A new phase 2 trial demonstrates that combining Avastin with standard chemotherapy and radiation is not only safe, but could extend the lives of people living with advanced nasopharyngeal (nose and throat) cancer.
The drug may be effective in preventing the spread of this disease, the most common cause of oral cancer deaths.
"Ask your oncologist about medications to prevent metastasis."
Nancy Y. Lee, M.D., a radiation oncologist from Memorial Sloan-Kettering Cancer Center in New York and colleagues from the Radiation Therapy Oncology Group (RTOG) conducted the phase 2 trial which explored adding Avastin to chemoradiation, the standard treatment for nasopharyneal cancer.
While intensity-modulated radiotherapy (IMRT) can control tumor growth in some 90 percent of patients, nose and throat cancer has the highest rate of metastasis (spreading beyond the original tumor) of all head and neck cancers.
Around 30 percent of patients have cancer in other areas within 4-5 years after their original diagnosis.
Avastin improves treatment and prolongs life for patients with a number of different advanced cancers, including colorectal, kidney and lung cancers.
It works by blocking what's known as the vascular endothelial growth factor (VEGF-A), something seen in nearly two-thirds of nasopharyngeal cancers and an indicator of poor outlook.
This research involved 46 patients with advanced nasopharyneal carcinoma from 19 centers in North America and Hong Kong. These patients had not yet undergone any treatment. Avastin was added to the standard regimens of chemotherapy.
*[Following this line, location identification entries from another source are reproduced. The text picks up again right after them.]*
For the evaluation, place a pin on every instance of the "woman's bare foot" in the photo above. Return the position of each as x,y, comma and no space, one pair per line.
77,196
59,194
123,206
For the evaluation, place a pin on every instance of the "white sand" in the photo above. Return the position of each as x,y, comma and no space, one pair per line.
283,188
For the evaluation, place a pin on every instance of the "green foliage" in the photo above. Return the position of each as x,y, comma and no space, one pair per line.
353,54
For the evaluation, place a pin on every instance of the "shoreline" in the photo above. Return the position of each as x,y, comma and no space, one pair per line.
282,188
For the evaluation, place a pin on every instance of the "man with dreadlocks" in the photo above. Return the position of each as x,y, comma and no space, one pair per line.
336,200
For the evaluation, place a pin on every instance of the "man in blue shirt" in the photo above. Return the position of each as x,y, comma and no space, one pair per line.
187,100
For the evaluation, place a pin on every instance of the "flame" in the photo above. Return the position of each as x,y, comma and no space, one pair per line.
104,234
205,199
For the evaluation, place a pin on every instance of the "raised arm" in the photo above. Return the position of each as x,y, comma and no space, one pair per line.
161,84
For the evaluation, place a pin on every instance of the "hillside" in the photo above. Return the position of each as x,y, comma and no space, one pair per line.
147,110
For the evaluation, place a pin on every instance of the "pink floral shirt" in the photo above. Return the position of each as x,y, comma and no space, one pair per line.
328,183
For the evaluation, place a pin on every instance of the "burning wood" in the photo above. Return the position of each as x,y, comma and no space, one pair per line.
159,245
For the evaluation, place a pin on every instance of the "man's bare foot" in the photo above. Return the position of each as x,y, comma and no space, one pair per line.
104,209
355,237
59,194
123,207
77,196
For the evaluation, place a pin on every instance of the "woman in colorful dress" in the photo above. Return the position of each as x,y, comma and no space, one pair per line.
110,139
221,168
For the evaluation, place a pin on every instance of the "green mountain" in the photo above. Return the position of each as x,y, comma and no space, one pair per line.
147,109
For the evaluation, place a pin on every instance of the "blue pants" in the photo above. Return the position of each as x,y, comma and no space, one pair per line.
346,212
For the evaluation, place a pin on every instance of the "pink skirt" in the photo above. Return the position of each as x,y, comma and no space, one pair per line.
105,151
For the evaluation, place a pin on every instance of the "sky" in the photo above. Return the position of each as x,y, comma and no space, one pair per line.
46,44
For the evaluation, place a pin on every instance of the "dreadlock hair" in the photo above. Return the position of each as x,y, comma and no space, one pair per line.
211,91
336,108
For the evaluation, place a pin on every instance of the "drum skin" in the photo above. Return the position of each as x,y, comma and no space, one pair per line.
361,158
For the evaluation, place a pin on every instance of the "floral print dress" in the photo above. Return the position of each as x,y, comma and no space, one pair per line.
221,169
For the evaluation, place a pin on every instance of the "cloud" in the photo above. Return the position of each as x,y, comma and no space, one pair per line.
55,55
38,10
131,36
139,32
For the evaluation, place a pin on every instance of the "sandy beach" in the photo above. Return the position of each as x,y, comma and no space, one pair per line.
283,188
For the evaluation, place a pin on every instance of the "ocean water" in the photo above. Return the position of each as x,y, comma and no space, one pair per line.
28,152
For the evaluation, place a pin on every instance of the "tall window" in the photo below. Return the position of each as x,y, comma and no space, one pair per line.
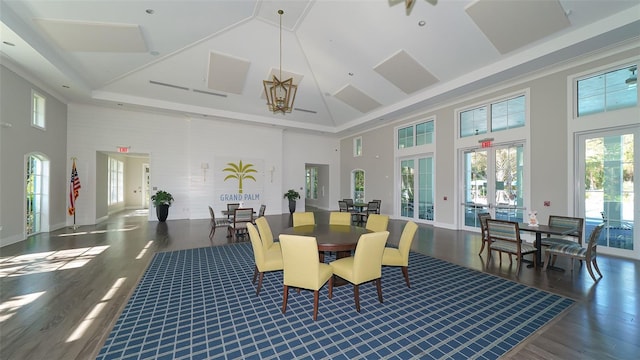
37,110
312,183
357,185
418,134
607,91
500,115
357,146
34,193
116,181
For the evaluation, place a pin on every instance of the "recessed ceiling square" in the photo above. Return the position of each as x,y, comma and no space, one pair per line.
510,25
357,99
405,72
94,37
227,73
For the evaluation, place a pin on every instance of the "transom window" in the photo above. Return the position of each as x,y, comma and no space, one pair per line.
497,116
37,110
418,134
612,90
312,183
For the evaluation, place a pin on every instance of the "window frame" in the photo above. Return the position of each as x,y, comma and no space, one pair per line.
357,146
38,110
488,106
600,71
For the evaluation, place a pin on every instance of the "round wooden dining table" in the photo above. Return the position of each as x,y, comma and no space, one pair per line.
339,238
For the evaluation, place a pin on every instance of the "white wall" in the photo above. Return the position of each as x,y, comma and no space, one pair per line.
178,146
18,139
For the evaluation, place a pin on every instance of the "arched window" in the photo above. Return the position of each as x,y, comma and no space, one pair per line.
357,185
36,192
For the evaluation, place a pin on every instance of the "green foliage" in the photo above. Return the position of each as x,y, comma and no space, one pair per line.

Combining the therapies saw significant improvements. More than 90 percent of patients survived for two years without distant metastasis, and the disease did not get worse in 75 percent of patients.
Adding Avastin did not seriously increase treatment toxicity and didn't interfere with patient compliance, as compared to standard chemoradiotherapy.
Study authors say additional research is needed to identify patients at greatest risk of distant metastasis who could benefit from the combination therapy.
Trial results were published December 15, 2011 Online First in The Lancet Oncology.